Nigel is missing again from The Deadly Joker (1963), which is in some ways a reworking of The Dreadful Hollow. The book is set in a Dorset village, where accidental detective and narrator Dr. John Waterson lives, and the crimes are a series of practical jokes ranging from the mischievous to the nasty, and which culminate in murder. The crimes build up suitable tension, and the murder is not committed until near the end, and the identity of the victim is not obvious. As always, characterisation is excellent, with the story developing naturally through the characters, but there is less detection than in the Strangeways books, because Dr. Waterson is an amateur and a slightly unwilling one, although he is in some ways an older version of Nigel. The solution is based on some nicely obscure clues (‘a telephone, a Biblical quotation, and a bee'), and the murderer is one we have seen several times already.

Nigel returns in The Sad Variety (1964), a Cold War thriller, with the Communists unequivocally the baddies, unlike The Smiler with the Knife , where the threat comes from the far right. The plot is pretty boring: Russian Communists kidnap the daughter of a nuclear physicist from a snow-bound inn, and hold her hostage. Lucy Wrayling, the heroine, is a good child heroine, suitably courageous and strong-willed, while also being convincing as a child. The ‘mystery' is which guest at the hotel helped the Communists kidnap Lucy, a problem which Nigel solves without much difficulty. Not much tension, and pretty bland.

Nigel's last appearance is in The Morning After Death (1966), set in an American university. Although the setting is interesting, the plot is pretty familiar: an unpleasant, power-hungry tyrant is killed, probably by one of his brothers. The murderer is pretty obvious, and the plot isn't very tight – lots of digressions, on everything from the poems of Emily Dickinson (hence the title) to American cultural mores (driving on the wrong side of the road, fast food waitresses, etc). There's also a lot more sex, which makes both Blake and Nigel (who bows out as a semi-adulterer) come across as dirty old men.

Blake's last work, The Private Wound (1968), is a semi-autobiographical novel, set in Ireland in 1939.

Dominic Eyre, a ‘West Britisher' novelist, moves to Ireland to write a book, has a torrid affair with the nymphomaniac Harriet, wife of war hero Flurry, and becomes a suspect when she is murdered.

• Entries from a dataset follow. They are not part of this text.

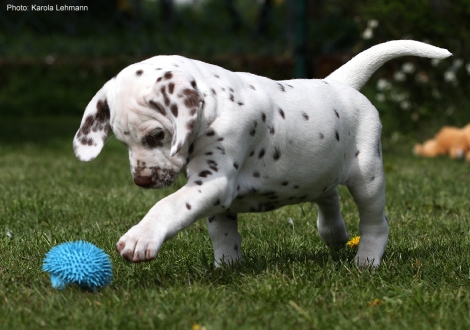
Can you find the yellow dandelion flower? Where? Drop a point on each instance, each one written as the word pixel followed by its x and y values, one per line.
pixel 353 242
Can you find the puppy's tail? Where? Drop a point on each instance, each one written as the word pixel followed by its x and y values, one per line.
pixel 358 70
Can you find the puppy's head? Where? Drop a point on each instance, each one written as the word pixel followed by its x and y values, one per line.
pixel 153 113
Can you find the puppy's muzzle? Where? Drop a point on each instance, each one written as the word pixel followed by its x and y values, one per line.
pixel 143 181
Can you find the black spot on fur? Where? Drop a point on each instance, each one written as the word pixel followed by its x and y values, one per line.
pixel 212 165
pixel 158 106
pixel 190 124
pixel 222 149
pixel 277 154
pixel 174 110
pixel 205 173
pixel 192 98
pixel 171 88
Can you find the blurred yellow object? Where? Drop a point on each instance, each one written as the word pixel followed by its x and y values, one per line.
pixel 353 242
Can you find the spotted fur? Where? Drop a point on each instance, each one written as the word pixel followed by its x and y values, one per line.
pixel 308 136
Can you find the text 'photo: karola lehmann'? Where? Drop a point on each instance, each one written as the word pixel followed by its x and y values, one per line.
pixel 11 7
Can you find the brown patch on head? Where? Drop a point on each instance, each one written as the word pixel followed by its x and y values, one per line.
pixel 158 106
pixel 190 124
pixel 192 98
pixel 166 99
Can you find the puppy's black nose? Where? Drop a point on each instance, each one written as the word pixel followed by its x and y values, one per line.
pixel 143 181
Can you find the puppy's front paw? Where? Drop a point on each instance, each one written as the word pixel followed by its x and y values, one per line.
pixel 139 244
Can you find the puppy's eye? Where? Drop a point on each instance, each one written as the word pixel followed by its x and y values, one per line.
pixel 158 135
pixel 154 139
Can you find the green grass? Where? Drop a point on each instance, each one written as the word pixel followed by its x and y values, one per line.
pixel 288 280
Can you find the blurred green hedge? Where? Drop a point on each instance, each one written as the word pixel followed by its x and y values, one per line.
pixel 55 66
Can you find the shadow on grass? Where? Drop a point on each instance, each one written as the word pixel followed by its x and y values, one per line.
pixel 47 130
pixel 202 271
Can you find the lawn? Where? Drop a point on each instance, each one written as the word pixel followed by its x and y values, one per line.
pixel 288 279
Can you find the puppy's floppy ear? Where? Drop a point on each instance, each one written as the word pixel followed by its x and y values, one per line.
pixel 179 99
pixel 93 131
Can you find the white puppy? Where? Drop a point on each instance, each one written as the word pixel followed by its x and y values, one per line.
pixel 248 144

Eyre, an Anglo-Irish novelist and clergyman's son, is obviously Day-Lewis himself, and Thou Shell of Death suggests that Blake was in Ireland in the mid-30s. Excellent West Irish setting – very rural and poor, dominated by Irish Catholic Church and teeming with political troublemakers and agitators in the lead-up to WWII. The plot involves many of Blake's favourite themes (bad blood between brothers, an almost accidental murder, a sympathetic murder and unsympathetic / morally dubious victim, a femme fatale, and a revenge murder), but, because of the treatment of adultery and passion, is extremely powerful. The murderer is not one of the main suspects, but is nevertheless inevitable, and the ending is excellent.

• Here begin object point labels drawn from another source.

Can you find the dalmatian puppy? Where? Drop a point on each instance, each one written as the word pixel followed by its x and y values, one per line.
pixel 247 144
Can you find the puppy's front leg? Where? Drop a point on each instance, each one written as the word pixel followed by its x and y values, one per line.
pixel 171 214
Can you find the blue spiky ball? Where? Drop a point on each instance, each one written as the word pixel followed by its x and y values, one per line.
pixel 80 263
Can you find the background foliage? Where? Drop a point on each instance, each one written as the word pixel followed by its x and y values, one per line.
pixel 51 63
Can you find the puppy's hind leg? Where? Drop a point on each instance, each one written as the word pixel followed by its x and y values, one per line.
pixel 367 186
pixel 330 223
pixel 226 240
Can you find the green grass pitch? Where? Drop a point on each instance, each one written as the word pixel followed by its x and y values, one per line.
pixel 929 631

Title from Two Gentlemen of Verona , which is partly about love / lust leading to the betrayal of a friend. (It also has that mind-boggling scene where Valentine proposes to hand over his fiancée to Proteus, who has just tried to rape her, because friendship comes before self-interested sexual love – similar to the novel's triangle.) Flurry is also called ‘a soldier whose occupation is gone', which obviously echoes Othello, married to a much younger wife, whom he suspects of adultery.